Researchers at Imperial College London have usedorgans-on-chips to create an artificial liver to study hepatitis B infections. A heart-on-a-chip is being used to study the effect of new medications on cardiac tissue. A study at Penn’s School of Engineering is using a placenta-on-a-chip to better understand how drugs can cross the placental barrier. Tissue chips Biomedical engineers at Duke University have received more than $2 million to develop “tissue chips” that model atherosclerosis and muscle dysfunction in rheumatoid arthritis. The support is made possible through NIH’s National Center for Advancing Translational Sciences' (NCATS) Tissue Chip for Drug Screening program.
“The goal is for these tissue chips to provide more accurate platforms to understand diseases, and to be more predictive of the human response to drugs than current research models, thereby improving the success rate of candidate drugs in human clinical trials,” said NCATS Director Christopher P. Austin.
The hope is that chip technology will lead to better drugs. It could also lead to personalized drugs that are highly effective on the individual patient. Researchers at Cedars-Sinai and Emulate have launched a Patient-on-a-Chip program to help tailor treatments based on a patient’s genetic makeup and disease variant.

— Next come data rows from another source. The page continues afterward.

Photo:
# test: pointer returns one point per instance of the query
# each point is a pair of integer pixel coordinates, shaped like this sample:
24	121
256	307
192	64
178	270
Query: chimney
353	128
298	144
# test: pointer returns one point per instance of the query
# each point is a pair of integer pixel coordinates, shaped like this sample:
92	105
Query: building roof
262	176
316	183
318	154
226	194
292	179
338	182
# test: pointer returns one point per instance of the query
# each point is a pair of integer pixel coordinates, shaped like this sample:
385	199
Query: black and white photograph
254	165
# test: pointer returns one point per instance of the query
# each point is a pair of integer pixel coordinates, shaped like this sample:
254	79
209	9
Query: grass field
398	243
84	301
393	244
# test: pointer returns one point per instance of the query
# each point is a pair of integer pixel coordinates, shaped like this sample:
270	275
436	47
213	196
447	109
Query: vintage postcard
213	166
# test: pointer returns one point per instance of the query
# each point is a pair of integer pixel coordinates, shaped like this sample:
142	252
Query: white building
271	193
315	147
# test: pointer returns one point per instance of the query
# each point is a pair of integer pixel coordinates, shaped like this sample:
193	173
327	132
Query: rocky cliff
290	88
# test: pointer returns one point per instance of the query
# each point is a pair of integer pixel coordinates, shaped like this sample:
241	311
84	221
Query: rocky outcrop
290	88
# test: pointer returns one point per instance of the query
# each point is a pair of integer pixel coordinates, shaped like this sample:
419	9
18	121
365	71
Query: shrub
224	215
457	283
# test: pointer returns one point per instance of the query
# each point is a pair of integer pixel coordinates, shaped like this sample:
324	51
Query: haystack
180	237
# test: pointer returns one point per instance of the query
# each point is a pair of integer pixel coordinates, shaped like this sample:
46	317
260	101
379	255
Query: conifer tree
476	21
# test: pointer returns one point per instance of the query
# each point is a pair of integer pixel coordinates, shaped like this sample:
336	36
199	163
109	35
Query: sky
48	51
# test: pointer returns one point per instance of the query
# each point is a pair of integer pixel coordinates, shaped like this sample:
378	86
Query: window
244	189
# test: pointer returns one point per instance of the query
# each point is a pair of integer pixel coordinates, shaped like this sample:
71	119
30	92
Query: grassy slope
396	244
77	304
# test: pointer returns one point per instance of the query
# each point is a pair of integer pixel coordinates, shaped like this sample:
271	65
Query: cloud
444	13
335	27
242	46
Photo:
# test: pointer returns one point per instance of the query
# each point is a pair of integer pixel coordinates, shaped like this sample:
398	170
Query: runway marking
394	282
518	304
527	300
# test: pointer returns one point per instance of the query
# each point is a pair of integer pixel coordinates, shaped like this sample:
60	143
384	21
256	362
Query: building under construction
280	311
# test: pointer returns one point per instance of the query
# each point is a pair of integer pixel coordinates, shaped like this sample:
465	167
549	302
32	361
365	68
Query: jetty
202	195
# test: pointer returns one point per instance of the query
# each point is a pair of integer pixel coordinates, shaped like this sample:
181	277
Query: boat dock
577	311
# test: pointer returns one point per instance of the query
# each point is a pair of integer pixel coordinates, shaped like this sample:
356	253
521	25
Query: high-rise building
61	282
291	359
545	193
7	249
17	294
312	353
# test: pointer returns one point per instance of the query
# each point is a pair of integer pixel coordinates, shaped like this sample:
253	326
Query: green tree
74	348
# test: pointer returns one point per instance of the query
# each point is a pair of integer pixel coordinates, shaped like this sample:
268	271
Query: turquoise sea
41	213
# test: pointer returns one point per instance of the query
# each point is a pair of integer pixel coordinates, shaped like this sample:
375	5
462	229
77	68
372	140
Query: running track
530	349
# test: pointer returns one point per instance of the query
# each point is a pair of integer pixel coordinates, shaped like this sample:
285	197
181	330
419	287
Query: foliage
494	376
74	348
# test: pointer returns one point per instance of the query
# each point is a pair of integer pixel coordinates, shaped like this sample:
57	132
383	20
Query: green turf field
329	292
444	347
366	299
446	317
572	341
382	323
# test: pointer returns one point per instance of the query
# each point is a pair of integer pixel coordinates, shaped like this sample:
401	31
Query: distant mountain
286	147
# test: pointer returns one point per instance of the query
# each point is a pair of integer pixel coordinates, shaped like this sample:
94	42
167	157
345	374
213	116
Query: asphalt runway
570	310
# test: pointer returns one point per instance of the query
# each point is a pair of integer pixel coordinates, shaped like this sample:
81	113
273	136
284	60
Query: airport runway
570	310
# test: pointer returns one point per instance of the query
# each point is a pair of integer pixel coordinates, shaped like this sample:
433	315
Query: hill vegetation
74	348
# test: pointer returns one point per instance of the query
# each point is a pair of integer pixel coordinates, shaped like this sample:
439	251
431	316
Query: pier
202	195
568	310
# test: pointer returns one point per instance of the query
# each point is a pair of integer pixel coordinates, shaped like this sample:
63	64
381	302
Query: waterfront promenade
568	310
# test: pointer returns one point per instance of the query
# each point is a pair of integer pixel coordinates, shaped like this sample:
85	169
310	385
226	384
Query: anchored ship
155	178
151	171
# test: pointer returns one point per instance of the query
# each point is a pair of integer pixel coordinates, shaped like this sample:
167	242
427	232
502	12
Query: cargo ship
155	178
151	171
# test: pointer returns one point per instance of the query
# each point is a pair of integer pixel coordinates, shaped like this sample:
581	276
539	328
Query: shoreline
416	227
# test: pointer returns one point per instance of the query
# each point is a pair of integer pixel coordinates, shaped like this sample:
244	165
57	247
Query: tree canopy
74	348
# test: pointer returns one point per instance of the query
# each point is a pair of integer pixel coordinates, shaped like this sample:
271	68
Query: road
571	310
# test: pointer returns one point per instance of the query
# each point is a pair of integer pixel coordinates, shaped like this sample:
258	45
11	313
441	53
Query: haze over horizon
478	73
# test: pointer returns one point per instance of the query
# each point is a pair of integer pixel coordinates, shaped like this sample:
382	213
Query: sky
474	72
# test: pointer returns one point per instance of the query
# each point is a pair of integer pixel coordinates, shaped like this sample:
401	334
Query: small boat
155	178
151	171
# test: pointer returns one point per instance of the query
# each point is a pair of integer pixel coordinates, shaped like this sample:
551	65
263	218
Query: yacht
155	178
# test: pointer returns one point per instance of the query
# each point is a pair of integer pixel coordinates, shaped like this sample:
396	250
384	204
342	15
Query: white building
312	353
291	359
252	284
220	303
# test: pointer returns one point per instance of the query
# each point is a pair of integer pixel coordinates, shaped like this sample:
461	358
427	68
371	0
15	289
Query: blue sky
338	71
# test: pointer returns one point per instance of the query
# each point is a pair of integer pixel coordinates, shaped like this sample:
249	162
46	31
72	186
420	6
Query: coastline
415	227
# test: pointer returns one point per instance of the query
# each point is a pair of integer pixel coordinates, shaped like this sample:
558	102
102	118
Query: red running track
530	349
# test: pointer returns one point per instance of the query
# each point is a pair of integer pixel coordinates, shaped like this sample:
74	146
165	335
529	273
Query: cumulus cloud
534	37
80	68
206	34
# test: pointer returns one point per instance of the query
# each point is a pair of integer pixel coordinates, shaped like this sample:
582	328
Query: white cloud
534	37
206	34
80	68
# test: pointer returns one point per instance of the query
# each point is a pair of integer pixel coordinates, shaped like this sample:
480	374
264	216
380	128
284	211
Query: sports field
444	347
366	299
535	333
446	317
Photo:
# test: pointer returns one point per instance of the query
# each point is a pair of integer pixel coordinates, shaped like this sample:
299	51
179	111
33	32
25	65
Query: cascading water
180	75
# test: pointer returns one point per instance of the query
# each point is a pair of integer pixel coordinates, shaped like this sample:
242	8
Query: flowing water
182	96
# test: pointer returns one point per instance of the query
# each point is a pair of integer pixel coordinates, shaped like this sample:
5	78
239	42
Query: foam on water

“The medical potential of a Patient-on-a-Chip is extraordinary,” said Clive Svendsen, director of the Cedars-Sinai Board of Governors Regenerative Medicine Institute. “As examples, scientists could use Organ-Chips to create a living model of a patient with Parkinson’s disease, amyotrophic lateral sclerosis or Crohn’s disease, a debilitating inflammatory bowel disorder linked to several gene mutations. By flowing drugs through Organ-Chips containing the patient’s own cells and tissue, we could predict which treatment is most beneficial for that patient.”
Organ-on-a-chip technology has tremendous potential to transform medicine. It is already transforming research. The ultimate hope is that it will save lives — for humans and animals.